Even after you get through the doors though, there is no happy ending. Many of my peers no longer practise in law, the ones who remain wish they had the courage to get out and do something else. Satisfaction amongst lawyers is at an all-time low. This was one of the areas that our Innovation in Law report looked at. The stats do not make for happy reading:

  • 69% of legal professionals would not recommend the profession.
  • 57% of legal professionals are not hopeful for the future of the profession.
  • Although 55% of legal professionals intend to carry on.
  • According to Reed, lawyers are not even in the top ten paying sectors anymore.

So why did I and why do I still want to be a ‘lawyer’? From a young age I understood that an education was the key to social mobility and a better life. My parents were immigrants who never had the opportunities that I did. Law was a well-respected career and a solid degree to have under my belt. I did not start off with the burning passion to get into law like many of the applicants I have interviewed.

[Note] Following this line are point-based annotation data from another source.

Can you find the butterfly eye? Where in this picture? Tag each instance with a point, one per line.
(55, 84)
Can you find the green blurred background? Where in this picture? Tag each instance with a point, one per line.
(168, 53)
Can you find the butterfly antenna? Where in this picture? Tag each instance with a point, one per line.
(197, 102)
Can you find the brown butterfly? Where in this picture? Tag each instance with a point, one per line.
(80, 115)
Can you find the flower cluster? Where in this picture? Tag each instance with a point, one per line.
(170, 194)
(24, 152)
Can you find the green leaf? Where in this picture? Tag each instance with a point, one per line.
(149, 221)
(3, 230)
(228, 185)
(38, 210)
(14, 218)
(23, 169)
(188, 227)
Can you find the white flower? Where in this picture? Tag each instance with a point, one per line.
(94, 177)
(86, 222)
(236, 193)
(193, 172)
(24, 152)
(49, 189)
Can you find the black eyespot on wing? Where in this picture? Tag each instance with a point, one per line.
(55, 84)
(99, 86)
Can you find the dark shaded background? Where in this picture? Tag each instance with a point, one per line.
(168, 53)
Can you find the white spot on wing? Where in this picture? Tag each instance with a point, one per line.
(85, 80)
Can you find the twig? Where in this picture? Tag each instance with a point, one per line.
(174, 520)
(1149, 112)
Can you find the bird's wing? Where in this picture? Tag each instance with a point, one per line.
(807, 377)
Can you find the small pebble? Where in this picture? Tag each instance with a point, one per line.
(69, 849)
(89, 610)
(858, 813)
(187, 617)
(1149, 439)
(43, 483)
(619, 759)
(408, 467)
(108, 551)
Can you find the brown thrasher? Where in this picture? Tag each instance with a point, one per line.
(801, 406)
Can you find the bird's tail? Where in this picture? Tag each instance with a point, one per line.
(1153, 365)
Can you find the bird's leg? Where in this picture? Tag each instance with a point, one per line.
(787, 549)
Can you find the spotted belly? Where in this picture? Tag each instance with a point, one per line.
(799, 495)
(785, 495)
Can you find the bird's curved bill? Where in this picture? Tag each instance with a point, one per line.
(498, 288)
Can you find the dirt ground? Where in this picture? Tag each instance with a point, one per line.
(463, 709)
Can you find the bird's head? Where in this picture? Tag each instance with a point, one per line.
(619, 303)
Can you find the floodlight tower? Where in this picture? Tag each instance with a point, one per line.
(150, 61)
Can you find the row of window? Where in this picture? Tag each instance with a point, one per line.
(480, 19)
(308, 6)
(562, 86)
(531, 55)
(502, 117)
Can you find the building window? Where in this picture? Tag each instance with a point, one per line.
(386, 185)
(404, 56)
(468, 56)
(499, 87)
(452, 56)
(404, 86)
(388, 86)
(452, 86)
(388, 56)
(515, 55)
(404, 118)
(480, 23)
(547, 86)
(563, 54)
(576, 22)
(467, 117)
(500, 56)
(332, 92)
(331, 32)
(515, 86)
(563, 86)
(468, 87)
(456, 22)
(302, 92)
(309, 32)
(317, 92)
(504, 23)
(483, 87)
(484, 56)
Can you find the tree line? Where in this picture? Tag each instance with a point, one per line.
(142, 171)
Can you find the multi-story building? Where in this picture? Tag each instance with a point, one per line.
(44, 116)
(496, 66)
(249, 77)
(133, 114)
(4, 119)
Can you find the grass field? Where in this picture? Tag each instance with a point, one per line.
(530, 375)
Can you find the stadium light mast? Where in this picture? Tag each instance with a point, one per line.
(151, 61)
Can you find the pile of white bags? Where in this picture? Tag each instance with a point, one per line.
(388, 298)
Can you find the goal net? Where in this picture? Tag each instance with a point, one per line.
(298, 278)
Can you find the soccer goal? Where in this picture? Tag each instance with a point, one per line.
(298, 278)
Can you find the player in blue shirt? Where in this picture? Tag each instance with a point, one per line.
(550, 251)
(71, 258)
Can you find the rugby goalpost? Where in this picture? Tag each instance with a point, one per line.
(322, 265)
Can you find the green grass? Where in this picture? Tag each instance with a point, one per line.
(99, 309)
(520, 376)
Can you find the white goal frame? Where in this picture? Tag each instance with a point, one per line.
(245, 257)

But law has grown on me in a pleasantly unexpected way, much like motherhood. The years have not dulled the satisfaction you get when you achieve a result for your client, which I have learnt is not always synonymous with a win or a loss. The relationships you build with clients and colleagues, the respect you gain as a professional, the shared comradery in the legal world. The law is ever changing and being a part of that is very humbling. My days are rewarding and challenging, and I continue to learn and develop as a lawyer and a person. But above all it’s the ability to use the law to help those in need, to right a wrong and restore faith in the law. Justice is still a valued commodity amongst lawyers, and especially at our firm which upholds it with integrity and social conscience.

In my 10 years of practise I have seen the erosion of access to justice what with Jackson, LASPO, and the ever increasing court fees. It is becoming more difficult to do my job and help those in real need of legal assistance. Firms are closing, merging, being bought out and we all need to adapt in this climate to survive.

I hope that in years to come, when I look around, I can still see fresh and ambitious individuals determined take up the mantle of the ‘lawyer’ undeterred by the pressures they face and will face in the coming years. And I hope that I will still be a lawyer in the next 10 years.